Scientists have already found carbon molecules, large and small littered in all over the space, even in the outer planets of our solar system such as Uranus and Neptune. Their iconic blue color is caused by the presence of methane in the atmosphere. Methane can undergo photolysis, producing trace amounts of other hydrocarbons. These include alkanes, particularly ethane, as well as various unsaturated hydrocarbons.
Related reading: Organic Compounds in the solar system
But what about iron and phosphorus? Are those elements as abundant as carbon in the universe? According to a recent study, a team of Cardiff University astronomers has provided a less optimistic answer: no, at least in the galaxies they have surveyed.
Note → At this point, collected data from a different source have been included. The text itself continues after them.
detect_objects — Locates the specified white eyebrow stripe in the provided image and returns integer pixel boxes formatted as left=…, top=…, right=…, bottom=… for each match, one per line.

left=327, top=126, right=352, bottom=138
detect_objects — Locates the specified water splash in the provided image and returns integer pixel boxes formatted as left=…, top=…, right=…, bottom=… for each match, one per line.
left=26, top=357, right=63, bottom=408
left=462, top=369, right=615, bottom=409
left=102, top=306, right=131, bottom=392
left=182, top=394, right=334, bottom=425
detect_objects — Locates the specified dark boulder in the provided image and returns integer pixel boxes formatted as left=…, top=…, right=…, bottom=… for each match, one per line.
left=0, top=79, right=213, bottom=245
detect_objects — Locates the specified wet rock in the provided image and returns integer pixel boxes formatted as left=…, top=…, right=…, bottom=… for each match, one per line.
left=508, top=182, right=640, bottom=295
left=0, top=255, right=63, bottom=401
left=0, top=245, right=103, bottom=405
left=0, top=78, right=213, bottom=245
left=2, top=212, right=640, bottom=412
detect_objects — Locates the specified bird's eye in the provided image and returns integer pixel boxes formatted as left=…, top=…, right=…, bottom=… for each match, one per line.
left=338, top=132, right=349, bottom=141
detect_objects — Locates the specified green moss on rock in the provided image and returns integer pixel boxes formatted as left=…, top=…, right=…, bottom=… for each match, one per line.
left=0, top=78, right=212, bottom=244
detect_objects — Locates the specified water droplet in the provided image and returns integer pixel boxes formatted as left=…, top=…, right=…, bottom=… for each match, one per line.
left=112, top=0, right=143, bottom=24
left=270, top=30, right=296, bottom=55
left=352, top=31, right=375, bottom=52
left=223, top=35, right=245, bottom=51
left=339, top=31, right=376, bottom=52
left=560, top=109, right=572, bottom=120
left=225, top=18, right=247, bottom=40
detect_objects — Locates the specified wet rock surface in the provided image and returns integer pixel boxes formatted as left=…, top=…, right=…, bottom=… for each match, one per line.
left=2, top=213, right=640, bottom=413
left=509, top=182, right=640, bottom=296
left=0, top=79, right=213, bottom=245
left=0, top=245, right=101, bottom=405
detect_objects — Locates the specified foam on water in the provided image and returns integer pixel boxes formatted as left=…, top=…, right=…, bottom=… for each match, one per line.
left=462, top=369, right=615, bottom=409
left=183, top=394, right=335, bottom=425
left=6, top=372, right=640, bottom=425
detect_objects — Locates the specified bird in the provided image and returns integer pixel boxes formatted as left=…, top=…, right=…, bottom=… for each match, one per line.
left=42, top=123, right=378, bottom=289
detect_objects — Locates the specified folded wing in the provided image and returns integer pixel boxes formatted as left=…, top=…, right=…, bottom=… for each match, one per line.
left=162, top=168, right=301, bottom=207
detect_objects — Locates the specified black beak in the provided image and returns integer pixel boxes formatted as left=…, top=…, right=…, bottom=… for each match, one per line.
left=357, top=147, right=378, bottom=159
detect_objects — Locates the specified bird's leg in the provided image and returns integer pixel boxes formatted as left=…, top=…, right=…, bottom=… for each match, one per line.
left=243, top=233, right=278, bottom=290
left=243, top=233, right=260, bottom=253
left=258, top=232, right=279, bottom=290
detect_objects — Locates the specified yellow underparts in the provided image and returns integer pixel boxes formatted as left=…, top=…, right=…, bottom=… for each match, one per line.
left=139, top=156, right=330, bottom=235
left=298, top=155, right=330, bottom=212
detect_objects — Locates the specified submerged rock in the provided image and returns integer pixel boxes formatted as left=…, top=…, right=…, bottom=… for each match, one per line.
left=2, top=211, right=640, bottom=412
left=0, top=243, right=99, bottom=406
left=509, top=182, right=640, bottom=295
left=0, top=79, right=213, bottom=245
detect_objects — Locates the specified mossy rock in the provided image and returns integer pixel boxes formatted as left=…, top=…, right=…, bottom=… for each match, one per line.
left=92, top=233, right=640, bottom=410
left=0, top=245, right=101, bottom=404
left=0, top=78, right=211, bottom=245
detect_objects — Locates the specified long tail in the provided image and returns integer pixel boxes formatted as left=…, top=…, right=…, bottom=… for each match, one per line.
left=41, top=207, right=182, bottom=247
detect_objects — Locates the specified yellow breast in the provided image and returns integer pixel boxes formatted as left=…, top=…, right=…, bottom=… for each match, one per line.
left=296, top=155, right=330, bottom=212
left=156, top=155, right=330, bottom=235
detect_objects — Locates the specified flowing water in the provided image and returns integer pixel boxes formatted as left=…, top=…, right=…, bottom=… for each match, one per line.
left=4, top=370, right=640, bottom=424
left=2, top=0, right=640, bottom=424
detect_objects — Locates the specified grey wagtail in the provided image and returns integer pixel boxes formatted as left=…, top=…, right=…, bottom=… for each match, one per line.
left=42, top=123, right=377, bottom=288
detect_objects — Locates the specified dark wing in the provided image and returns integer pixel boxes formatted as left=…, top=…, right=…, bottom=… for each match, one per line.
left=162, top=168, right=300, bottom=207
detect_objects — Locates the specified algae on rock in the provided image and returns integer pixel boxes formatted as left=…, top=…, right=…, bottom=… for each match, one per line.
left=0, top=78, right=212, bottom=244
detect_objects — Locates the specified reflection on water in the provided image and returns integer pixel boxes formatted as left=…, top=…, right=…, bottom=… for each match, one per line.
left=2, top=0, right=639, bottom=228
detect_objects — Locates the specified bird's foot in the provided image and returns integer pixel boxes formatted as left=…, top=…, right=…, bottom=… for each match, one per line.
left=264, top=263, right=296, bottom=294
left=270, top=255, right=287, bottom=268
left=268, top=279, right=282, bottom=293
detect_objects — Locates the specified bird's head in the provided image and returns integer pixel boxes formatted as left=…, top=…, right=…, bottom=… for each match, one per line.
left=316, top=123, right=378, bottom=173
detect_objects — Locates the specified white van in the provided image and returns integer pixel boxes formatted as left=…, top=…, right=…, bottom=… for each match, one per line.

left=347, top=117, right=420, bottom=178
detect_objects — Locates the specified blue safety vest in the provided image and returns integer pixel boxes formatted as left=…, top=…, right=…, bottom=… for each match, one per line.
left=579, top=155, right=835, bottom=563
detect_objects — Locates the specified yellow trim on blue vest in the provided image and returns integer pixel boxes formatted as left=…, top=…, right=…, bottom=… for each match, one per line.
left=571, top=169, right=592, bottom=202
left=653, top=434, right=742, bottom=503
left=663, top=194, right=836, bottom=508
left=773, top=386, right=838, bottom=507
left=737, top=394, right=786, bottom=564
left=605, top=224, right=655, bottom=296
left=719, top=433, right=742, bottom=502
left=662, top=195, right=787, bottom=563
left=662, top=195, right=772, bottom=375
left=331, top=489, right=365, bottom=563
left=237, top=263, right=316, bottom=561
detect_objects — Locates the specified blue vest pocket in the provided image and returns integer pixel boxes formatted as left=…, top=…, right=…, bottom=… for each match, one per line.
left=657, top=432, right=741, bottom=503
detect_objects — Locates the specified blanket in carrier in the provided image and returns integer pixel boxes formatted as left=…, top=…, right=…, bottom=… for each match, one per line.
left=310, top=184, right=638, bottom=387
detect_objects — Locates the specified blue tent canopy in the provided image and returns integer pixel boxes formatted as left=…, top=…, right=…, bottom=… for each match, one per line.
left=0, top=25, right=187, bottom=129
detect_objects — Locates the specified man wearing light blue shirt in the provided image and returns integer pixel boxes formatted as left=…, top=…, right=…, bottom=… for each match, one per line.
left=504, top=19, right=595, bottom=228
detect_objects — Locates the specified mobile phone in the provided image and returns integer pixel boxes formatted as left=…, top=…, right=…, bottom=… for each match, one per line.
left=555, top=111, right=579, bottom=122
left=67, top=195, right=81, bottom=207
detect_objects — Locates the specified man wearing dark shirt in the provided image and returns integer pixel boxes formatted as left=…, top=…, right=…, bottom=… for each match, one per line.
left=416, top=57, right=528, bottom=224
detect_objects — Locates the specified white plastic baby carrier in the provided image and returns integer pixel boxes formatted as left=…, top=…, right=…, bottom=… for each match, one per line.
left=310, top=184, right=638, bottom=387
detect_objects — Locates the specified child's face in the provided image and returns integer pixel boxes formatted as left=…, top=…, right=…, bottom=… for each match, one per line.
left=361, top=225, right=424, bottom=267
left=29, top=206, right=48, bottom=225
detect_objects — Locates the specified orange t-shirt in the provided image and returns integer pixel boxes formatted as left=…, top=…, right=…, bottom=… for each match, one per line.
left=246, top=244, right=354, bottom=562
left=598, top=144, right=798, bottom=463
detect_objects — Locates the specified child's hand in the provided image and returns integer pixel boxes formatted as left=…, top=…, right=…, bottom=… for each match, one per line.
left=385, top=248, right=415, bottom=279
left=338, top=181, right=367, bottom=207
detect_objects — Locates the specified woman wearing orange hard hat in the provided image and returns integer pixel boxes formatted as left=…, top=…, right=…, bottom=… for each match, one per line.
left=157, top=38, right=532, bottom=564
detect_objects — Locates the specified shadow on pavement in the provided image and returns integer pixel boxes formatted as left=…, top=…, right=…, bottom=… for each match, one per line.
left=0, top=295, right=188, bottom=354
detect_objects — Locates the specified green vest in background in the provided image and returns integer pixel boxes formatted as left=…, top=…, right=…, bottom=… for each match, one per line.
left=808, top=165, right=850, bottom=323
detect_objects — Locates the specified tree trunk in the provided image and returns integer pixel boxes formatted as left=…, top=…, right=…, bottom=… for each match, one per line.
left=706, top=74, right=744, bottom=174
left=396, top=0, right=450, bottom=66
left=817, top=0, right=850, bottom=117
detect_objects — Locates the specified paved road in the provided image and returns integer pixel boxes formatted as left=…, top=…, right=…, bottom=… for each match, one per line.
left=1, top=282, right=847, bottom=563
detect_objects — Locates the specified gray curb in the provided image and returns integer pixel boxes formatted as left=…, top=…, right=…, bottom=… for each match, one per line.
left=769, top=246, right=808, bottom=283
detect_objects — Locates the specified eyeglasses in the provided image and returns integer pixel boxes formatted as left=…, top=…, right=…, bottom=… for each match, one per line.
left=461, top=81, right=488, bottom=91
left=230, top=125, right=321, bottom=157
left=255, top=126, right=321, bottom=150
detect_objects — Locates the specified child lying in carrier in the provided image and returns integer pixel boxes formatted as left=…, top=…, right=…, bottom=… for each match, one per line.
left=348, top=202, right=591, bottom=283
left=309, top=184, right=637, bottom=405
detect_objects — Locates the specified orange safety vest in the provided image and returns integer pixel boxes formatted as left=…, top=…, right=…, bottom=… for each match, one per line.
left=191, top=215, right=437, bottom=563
Heavy elements such as phosphorus and iron are created in stars through nuclear fusion and later spilled all over the space through explosion like the supernovae. Using the William Herschel Telescope, the British scientists searched for the infrared light emission signature of phosphorus and iron in two groups of the supernova remnant, one located in the Crab Nebula (6,500 lightyears away from Earth) and the other at the constellation Cassiopeia (11,000 lightyears away). The results suggested that in general there is a lack of elements such as phosphorus and iron.
Between the two observed remnants, the one in the Crab Nebula appeared to much less phosphorus than in Cas A. To confirm this conclusion, however, the team would require extra time on the telescope and survey all parts again in case missing certain phosphorus-rich regions.
During an interview with the Royal Astronomical Society, Jane Greaves, the lead author of the study said: "The route to carrying phosphorus into new-born planets looks rather precarious. We already think that only a few phosphorus-bearing minerals that came to the Earth—probably in meteorites—were reactive enough to get involved in making proto-biomolecules."
"If phosphorus is sourced from supernovae, and then travels across space in meteoritic rocks, I'm wondering if a young planet could find itself lacking in reactive phosphorus because of where it was born? That is, it started off near the wrong kind of supernova? In that case, life might really struggle to get started out of phosphorus-poor chemistry, on another world otherwise similar to our own," she added.
Even though some may conclude that the scarcity of phosphorus in space could be the reason why alien life-forms are so hard to emerge therefore difficult to be detected, it is entirely possible that life can still exist but with biochemical mechanisms that do not rely on phosphorus.